Author: Ed Nelson
Department of Sociology M/S SS97
California State University, Fresno
Fresno, CA 93740
Note to the Instructor: The data set used in this exercise is gss14_subset_for_classes_STATISTICS.sav which is a subset of the 2014 General Social Survey. Some of the variables in the GSS have been recoded to make them easier to use and some new variables have been created. The data have been weighted according to the instructions from the National Opinion Research Center. This exercise uses FREQUENCIES in SPSS to explore measures of central tendency and dispersion. A good reference on using SPSS is SPSS for Windows Version 23.0 A Basic Tutorial by Linda Fiddler, John Korey, Edward Nelson (Editor), and Elizabeth Nelson. The online version of the book is on the Social Science Research and Instructional Council's Website. You have permission to use this exercise and to revise it to fit your needs. Please send a copy of any revision to the author. Included with this exercise (as separate files) are more detailed notes to the instructors, the SPSS syntax necessary to carry out the exercise (SPSS syntax file), and the SPSS output for the exercise (SPSS output file). Please contact the author for additional information.
I’m attaching the following files.
I’m attaching the following files.
- Data subset (.sav format)
- Extended notes for instructors (MS Word; docx format).
- Syntax file (.sps format)
- Output file (.spv format)
- This page (MS Word; docx format).
Goals of Exercise
The goal of this exercise is to explore measures of central tendency (mode, median, and mean) and dispersion (range, interquartile range, standard deviation, and variance). The exercise also gives you practice in using FREQUENCIES in SPSS.
Part I – Measures of Central Tendency
Data analysis always starts with describing variables one-at-a-time. Sometimes this is referred to as univariate (one-variable) analysis. Central tendency refers to the center of the distribution.
There are three commonly used measures of central tendency – the mode, median, and mean of a distribution. The mode is the most common value or values in a distribution. The median is the middle value of a distribution. The mean is the sum of all the values divided by the number of values.
Run FREQUENCIES in SPSS for the variable d9_sibs. (See Chapter 4, Frequencies in the online SPSS book mentioned on page 1.) Once you have selected this variable click on the “Statistics” button and check the boxes for mode, median, and mean. Then click on “Continue” and click on the “Charts” button. Select “Histogram” and check the box for “Show normal curve on histograms.” Then click on “Continue.” That will take you back to the screen where you selected the variable. Click on “OK” and SPSS will open the Output window and display the results that you requested.
Your output will display the frequency distribution for d9_sibs and a box showing the mode, median, and mean with the following values displayed.
- Mode = 2 meaning that two brothers and sisters was the most common answer (19.4%) from the 2,531 respondents who answered this question. However, not far behind are those with one sibling (18.6%) and those with three siblings (17.9%).

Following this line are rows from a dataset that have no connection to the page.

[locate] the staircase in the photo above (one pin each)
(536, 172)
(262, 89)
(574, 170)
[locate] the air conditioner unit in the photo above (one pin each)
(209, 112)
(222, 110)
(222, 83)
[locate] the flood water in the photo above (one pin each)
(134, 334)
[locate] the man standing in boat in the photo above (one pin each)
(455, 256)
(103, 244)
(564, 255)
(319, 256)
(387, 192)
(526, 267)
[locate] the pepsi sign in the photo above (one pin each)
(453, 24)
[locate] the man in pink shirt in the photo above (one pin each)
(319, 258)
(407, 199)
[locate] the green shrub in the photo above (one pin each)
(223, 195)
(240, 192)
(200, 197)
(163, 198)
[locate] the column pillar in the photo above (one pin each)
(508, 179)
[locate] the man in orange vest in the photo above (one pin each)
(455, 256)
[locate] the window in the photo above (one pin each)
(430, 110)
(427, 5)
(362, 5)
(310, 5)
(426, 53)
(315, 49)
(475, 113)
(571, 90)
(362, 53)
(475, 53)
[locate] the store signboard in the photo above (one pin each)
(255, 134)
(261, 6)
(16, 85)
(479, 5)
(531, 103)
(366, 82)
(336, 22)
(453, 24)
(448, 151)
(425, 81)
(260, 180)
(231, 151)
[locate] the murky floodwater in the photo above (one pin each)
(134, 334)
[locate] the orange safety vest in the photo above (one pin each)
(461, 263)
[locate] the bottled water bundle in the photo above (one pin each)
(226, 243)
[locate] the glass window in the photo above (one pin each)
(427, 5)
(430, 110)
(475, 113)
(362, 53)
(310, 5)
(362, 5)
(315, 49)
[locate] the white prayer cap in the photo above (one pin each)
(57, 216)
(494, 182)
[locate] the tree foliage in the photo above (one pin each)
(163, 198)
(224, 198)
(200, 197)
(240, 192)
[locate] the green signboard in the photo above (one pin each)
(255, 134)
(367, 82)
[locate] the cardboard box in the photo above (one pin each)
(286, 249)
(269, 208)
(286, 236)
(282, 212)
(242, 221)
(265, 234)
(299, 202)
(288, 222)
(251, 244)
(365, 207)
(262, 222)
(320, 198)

So while technically two siblings is the mode, what you really found is that the most common values are one, two, and three siblings. Another part of your output is the histogram which is a chart or graph of the frequency distribution. The histogram clearly shows that one, two, and three are the most common values (i.e., the highest bars in the histogram). So we would want to report that these three categories are the most common responses.
- Median = 3 which means that three siblings is the middle category in this distribution. The middle category is the category that contains the 50th percentile which is the value that divides the distribution into two equal parts. In other words, it’s the value that has 50% of the cases above it and 50% of the cases below it. The cumulative percent column of the frequency distribution tells you that 41.4% of the cases have two or fewer siblings and that 59.3% of the cases have three or fewer siblings. So the middle case (i.e., the 50th percentile) falls somewhere in the category of three siblings. That is the median category.
- Mean = 3.74 which is the sum of all the values in the distribution divided by the number of responses. If you were to sum all these values that sum would be 9,476. Dividing that by the number of responses or 2,531 will give you the mean of 3.74.
Part II – Deciding Which Measure of Central Tendency to Use
The first thing to consider is the level of measurement (nominal, ordinal, interval, ratio) of your variable (see Exercise STAT1S).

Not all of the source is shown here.